The GAWU saw in the May 15 Stabroek News, Mr Earl John’s letter titled “Progress report needed on investors’ interest in closed sugar estates”. In his letter, Mr John queried about the would-be investors for the closed estates. While we recall some time ago the NICIL-SPU announcing that bidders were being short-listed, nothing has been heard since. That apparent troubling state-of-affairs, undoubtedly, will become even more complicated depending on the Caribbean Court of Justice (CCJ) verdict on matters currently engaging its attention.
Moreover, the NICIL-SPU had boldly, and we say proudly, announced that in the intervening period it would have operated the estates directly under its aegis. The March 15, 2018 Kaieteur News had reported that“[t]he SPU is banking on re-opening three of the closed estates – Skeldon, Rose Hall and Enmore – to utilize millions of dollars in cane still in the ground”. We recollect too, that Minister of Finance, Winston Jordan in a February 28, 2018 report in the Jamaica Gleaner was quoted, in relation to the estates identified for divestment, to have said “[w]e cannot keep them closed and mothballed, because when the buyers come they would probably not be as impressed as if they were working…”
For the thousands who were put on the breadline following the closure of Skeldon, Rose Hall and East Demerara Estates, the announcement was greeted with optimism. However, that reality sent their aspirations crashing down. East Demerara Estate operated briefly in the first half of 2018, and Skeldon operated for a short period in the second half of 2018. Rose Hall Estate, apart from canes which are harvested for processing at Albion, remains inoperable since it shut its doors at the end of 2017.
The non-operation of those estates will see their fields being taken over by vines, weeds, and grass and the standing canes have hardly any or no value. It would be a near to if not a herculean task to put the fields right. Moreover, like any piece of machinery, the lying idle of the factories will present many challenges on start-up and would require great maintenance. Those factors aside, the workers, their families and the villages which depended on those estates are in several respects continue to face tremendous suffering while the proverbial grass is growing. Of course, this hardship of the situation is compounded when we see, at Skeldon for instance, unconscionable demands being made for workers to traverse the backdams to catch fish for their family’s sustenance.

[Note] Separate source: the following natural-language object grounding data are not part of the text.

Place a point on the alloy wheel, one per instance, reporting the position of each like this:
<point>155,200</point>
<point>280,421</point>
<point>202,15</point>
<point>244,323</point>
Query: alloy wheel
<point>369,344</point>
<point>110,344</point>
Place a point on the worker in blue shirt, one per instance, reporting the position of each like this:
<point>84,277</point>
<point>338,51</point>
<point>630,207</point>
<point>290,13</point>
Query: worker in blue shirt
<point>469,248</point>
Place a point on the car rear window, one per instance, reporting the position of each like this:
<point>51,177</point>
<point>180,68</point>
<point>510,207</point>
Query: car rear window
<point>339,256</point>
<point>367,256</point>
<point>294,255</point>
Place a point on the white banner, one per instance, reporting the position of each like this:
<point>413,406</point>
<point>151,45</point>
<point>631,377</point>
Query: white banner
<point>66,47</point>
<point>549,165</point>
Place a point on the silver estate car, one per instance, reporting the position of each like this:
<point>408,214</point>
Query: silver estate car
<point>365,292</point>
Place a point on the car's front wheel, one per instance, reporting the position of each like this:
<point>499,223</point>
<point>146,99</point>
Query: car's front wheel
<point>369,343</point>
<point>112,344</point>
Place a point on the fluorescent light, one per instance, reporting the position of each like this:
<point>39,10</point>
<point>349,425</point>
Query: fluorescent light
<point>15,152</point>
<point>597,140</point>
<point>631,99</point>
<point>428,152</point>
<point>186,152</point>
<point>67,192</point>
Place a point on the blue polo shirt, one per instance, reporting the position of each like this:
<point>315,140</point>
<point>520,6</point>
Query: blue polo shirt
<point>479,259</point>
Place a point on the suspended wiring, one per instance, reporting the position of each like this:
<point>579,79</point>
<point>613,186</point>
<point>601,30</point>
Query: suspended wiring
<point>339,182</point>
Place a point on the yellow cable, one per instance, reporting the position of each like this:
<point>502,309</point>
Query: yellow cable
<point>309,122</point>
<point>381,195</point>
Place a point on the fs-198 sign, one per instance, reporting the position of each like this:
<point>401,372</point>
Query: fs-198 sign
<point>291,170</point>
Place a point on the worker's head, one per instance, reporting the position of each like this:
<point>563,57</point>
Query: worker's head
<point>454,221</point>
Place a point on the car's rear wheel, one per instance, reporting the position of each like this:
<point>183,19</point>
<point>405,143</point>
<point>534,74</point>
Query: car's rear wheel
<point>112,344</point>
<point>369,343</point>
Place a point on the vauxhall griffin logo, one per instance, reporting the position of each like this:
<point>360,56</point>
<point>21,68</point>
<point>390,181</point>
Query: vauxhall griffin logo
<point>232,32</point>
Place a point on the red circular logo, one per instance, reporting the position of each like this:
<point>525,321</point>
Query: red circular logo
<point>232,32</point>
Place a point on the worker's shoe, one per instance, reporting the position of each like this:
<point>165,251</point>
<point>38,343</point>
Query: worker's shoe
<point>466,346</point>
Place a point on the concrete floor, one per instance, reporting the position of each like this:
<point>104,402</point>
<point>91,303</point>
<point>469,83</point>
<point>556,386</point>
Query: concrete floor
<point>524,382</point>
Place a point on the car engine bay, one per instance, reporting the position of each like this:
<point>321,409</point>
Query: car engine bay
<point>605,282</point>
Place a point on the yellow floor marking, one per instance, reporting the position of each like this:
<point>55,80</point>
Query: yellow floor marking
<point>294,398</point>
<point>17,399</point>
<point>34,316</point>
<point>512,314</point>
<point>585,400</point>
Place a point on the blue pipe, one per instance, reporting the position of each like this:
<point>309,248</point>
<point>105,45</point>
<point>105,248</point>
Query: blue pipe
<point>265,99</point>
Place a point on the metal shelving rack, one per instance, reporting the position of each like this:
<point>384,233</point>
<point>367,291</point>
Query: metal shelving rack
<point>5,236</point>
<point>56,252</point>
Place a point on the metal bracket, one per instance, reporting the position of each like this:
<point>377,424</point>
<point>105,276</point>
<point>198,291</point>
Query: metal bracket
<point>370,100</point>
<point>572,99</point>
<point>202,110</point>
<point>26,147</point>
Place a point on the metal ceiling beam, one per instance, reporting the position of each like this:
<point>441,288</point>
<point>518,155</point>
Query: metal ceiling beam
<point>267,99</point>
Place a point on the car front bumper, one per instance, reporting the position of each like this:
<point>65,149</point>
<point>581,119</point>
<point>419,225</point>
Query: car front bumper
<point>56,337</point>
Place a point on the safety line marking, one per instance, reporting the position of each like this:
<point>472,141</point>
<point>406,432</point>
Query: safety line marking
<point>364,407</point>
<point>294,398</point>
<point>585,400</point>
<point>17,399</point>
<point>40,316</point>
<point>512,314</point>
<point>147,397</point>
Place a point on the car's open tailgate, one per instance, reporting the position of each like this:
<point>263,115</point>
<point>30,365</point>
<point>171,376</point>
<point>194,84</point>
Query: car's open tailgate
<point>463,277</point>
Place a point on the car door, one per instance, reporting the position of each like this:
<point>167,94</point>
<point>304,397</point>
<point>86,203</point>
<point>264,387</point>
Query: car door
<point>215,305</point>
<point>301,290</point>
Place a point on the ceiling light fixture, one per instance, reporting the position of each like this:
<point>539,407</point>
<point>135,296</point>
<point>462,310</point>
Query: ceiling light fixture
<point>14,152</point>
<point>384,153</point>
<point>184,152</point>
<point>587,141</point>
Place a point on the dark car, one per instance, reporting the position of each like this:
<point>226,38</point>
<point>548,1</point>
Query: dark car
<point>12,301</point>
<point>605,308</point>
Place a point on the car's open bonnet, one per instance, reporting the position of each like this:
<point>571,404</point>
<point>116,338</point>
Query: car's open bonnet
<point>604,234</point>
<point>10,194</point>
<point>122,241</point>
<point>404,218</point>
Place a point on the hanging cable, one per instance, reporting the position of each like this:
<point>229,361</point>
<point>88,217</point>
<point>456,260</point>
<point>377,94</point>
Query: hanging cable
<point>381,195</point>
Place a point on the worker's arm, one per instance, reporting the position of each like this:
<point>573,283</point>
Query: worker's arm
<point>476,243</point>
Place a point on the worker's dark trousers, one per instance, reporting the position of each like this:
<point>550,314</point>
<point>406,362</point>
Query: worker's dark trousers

This approach of the handling of the sugar industry by the current Government is just another aspect of its disastrous sugar policy. That policy as we well know has dwarfed the industry and put thousands out of work. At the same time, billions have been borrowed but no plan regarding its expenditure has been released, as far as we are aware. Clearly, as we have said before, the Administration is out at sea when it comes to the sugar industry and, indeed, many other aspects of national life and people’s well-being.